For some reason, many people lose sight of the simple limitations of propositional methods when they begin to do more complicated things such as probabilistic reasoning.
Now, we can see one reason quite easily. I said that the rules of chess must be re-stated for each round of the game; ie, they do not generalize over time. However, it is quite standard to generalize over time with propositional methods in machine intelligence. Only a fool would not do so! Indeed, if I point out any one dimension which an algorithm fails to generalize over, it's generally fairly easy to add that dimension to the system's generalization capability. As such, it's not hard to miss the general pattern: a propositional method needs to be fed the dimensions in which it's useful to generalize up front. It can't see the possible analogies by itself.
(One good way to identify the representational power of a system is to ask what kinds of analogies it is capable of making.)
Because the key idea of relational methods is structured regularity, it also seems to be easy for people to confuse various hierarchical methods for relational power. Deep belief networks, hierarchical temporal memory, and other similar methods identify more and more complicated sorts of patterns as we move up the hierarchy. (This is similar to the way that cortical columns have been observed to identify increasingly abstract patterns as we get further from the v1.) However, in the analogy to logic, this is like building up larger and larger propositional sentences. At no point does the system become capable of structured generalizations.
An astute reader may point out that a universal quantifier can be viewed as just a large conjunction, and an existential quantifier as a large disjunction. So long as the number of entities is finite, first-order logic really can be viewed as just propositional logic. This is true. However, learning in this form will take exponentially more data than learning via generalizations. Obviously, this approach forces us to separately re-learn every case of the general rule.
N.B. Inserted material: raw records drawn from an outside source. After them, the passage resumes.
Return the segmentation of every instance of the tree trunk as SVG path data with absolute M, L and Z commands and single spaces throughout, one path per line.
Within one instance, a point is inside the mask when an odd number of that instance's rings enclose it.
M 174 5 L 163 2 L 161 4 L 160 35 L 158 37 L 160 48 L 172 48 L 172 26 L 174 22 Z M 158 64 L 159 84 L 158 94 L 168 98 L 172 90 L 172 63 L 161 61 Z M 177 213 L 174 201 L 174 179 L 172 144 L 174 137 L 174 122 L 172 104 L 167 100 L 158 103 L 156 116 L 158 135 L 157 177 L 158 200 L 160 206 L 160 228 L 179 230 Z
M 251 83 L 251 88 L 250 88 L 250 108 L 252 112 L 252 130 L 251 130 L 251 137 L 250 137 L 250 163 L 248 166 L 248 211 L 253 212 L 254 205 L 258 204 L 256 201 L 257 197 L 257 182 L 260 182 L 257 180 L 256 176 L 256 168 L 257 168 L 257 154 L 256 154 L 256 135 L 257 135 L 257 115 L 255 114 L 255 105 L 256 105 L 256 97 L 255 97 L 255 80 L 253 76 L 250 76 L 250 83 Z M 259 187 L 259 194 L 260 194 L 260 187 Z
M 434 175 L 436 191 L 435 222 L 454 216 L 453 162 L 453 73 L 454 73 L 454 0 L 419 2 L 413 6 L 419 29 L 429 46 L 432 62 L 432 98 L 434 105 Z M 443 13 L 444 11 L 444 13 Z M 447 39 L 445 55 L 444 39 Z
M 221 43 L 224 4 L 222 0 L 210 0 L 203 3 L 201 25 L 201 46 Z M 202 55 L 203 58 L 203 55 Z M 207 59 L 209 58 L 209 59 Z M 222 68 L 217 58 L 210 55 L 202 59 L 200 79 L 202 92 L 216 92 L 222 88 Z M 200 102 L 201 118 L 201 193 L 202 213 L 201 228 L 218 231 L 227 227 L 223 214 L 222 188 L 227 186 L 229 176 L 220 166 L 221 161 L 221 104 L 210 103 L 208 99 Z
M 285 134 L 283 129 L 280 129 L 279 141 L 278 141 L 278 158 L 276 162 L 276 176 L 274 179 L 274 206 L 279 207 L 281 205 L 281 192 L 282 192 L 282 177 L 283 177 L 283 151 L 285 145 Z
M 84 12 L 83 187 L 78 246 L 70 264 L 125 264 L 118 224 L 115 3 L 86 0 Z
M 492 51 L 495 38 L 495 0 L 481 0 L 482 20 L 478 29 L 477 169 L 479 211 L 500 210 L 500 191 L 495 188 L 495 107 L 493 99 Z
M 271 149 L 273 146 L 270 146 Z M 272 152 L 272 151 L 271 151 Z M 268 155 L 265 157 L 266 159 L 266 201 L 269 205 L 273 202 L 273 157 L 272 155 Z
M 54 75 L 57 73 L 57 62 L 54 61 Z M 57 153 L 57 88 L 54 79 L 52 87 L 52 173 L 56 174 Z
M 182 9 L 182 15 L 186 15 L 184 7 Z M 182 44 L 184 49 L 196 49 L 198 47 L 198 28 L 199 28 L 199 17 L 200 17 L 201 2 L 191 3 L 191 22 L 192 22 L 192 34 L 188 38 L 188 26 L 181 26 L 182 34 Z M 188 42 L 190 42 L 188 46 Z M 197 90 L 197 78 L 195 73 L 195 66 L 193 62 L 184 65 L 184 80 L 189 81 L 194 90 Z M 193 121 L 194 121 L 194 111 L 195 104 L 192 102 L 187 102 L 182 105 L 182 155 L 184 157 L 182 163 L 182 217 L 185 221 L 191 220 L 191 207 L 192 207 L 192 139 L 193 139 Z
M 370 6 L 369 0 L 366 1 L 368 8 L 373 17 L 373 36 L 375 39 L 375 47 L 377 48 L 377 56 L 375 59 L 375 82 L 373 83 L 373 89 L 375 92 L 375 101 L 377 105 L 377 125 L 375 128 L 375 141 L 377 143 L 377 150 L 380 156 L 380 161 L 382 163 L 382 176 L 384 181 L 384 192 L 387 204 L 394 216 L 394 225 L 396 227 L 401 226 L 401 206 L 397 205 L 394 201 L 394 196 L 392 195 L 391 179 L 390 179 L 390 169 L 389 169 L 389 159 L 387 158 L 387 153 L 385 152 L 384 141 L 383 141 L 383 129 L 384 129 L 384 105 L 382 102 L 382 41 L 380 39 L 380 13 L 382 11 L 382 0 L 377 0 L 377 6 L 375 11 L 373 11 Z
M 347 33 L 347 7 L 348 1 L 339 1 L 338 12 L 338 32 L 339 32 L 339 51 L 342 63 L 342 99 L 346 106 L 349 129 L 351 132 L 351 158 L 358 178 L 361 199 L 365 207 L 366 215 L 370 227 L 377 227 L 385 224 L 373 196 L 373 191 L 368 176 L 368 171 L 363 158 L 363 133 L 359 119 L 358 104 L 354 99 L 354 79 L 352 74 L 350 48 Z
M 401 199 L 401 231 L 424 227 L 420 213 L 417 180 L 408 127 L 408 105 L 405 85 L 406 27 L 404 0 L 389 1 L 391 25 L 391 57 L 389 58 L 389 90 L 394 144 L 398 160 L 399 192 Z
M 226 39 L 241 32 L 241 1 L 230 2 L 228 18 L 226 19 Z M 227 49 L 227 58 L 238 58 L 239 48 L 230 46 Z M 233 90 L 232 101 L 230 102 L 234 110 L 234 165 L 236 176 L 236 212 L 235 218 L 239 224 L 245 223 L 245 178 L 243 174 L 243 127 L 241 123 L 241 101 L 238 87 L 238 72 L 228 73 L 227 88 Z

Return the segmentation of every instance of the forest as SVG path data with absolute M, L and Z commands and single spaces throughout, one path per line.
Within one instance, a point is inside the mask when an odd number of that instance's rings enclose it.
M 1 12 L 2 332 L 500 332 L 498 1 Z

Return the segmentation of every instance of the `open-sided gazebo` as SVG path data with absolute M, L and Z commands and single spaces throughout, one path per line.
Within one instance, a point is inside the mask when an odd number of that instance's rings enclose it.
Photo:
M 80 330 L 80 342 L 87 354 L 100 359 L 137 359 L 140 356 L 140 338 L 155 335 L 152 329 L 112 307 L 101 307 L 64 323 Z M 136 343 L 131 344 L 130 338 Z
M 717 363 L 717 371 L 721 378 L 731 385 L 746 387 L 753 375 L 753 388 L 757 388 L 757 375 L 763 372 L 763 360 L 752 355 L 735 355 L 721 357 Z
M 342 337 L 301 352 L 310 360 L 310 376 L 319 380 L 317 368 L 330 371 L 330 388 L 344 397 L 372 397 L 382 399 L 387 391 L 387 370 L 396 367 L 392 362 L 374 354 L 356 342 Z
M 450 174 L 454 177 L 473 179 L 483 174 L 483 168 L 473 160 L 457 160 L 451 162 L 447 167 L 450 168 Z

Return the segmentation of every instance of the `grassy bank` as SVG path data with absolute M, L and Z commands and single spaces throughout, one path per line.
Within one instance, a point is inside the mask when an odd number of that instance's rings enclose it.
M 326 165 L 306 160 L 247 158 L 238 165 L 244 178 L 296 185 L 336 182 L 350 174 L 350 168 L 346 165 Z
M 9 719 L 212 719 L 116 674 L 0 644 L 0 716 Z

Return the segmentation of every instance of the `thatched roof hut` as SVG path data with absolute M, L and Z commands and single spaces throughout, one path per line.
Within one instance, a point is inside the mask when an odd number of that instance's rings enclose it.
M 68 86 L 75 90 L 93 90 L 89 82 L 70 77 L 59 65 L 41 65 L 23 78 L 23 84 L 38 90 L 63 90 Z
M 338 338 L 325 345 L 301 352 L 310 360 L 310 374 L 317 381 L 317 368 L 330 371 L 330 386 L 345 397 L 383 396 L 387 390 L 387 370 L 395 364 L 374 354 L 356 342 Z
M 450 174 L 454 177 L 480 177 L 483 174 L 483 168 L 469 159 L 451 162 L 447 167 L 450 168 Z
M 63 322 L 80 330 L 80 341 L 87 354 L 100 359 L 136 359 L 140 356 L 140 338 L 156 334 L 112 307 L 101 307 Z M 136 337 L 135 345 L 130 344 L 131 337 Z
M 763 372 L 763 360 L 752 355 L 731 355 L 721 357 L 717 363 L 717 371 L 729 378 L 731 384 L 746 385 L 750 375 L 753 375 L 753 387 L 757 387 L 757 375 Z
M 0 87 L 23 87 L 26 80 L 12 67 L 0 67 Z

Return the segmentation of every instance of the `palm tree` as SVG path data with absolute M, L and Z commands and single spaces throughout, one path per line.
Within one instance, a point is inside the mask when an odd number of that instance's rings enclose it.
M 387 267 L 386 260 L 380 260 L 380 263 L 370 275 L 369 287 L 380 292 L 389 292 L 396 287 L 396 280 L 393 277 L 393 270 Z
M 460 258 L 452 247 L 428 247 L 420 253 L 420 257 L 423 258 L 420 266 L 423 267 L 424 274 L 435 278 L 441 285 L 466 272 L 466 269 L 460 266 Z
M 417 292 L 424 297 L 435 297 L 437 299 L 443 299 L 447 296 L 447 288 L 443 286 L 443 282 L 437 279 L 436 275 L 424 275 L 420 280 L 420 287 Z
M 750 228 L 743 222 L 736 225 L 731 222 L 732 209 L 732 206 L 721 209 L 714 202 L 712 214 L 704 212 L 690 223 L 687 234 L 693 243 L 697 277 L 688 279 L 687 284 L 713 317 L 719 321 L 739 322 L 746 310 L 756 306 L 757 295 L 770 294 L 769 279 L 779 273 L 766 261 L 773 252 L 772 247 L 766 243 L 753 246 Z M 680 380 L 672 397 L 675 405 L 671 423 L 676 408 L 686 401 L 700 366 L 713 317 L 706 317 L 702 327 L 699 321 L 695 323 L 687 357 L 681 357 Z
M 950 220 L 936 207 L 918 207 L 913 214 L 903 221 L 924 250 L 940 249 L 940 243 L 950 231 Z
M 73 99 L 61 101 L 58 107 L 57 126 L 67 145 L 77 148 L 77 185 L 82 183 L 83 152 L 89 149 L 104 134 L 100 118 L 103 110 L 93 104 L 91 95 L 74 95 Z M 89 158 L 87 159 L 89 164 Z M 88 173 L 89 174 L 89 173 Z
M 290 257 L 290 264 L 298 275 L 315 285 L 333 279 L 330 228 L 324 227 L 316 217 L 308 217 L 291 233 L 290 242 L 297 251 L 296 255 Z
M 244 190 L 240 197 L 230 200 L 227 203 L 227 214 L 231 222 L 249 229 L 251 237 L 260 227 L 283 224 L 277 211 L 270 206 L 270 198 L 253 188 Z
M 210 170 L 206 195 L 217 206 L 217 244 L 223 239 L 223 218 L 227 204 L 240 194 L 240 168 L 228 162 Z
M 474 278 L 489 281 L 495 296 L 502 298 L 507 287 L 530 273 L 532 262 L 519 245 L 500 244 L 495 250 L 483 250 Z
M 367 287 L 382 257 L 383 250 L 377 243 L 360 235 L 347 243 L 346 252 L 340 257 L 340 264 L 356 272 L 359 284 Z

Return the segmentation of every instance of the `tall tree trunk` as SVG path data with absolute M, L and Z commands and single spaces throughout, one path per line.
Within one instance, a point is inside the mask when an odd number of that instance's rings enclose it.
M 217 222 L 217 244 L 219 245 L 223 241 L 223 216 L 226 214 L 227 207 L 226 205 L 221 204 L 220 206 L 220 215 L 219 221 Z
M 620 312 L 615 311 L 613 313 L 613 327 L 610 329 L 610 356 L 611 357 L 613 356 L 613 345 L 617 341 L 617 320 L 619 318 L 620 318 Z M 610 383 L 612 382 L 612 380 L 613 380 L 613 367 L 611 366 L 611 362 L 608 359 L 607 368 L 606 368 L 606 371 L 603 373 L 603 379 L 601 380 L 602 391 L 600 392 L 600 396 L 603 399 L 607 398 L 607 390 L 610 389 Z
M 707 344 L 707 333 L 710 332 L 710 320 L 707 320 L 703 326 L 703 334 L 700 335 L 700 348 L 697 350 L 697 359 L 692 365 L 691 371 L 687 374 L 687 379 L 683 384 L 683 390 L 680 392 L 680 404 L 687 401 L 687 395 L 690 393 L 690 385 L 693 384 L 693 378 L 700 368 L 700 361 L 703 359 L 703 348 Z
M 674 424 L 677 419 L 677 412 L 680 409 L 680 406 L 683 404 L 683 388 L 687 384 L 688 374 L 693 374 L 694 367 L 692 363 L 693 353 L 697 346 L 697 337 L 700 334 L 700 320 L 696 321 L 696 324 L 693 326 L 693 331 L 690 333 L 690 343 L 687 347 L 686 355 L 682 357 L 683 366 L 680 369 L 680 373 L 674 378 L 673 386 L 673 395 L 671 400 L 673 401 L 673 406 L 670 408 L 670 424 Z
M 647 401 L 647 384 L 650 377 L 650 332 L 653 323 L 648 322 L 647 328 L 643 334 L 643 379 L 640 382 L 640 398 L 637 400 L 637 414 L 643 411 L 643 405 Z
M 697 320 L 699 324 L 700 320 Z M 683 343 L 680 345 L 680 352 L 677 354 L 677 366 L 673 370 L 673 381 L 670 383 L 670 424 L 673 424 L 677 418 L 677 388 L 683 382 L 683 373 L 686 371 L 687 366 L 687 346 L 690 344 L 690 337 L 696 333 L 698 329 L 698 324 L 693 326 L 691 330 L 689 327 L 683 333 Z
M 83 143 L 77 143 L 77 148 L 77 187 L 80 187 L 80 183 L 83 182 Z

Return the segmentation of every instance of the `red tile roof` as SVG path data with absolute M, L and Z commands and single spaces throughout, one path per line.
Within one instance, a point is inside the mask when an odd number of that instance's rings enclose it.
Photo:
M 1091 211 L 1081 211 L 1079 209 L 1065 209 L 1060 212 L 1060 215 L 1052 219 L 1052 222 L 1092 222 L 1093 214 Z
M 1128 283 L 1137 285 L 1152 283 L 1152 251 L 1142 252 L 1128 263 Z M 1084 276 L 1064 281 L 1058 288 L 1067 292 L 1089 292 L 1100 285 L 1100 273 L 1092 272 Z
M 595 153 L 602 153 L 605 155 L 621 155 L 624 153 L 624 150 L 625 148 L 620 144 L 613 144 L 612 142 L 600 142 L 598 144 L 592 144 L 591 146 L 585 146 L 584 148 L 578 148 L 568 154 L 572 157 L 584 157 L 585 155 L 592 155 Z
We could only see it as creating a "generalization" after the fact; it is unable to use this generalization to speed learning.
Along similar lines, the advocate of propositional methods may argue that humans must be essentially propositional, as we have a finite number of inputs and outputs. (This is related to arguing that the brain is obviously a finite-state machine.) Again, this kind of model does not seem to be a good account of the sorts of patterns people can actually learn to spot (and how quickly they can learn to spot them). Unfortunately, this would be a very long argument to try and spell out in detail. One example is the way people can perform on IQ tests. To my knowledge, the only way this performance can be replicated by computers is via analogical reasoning, which is a deeply relational approach.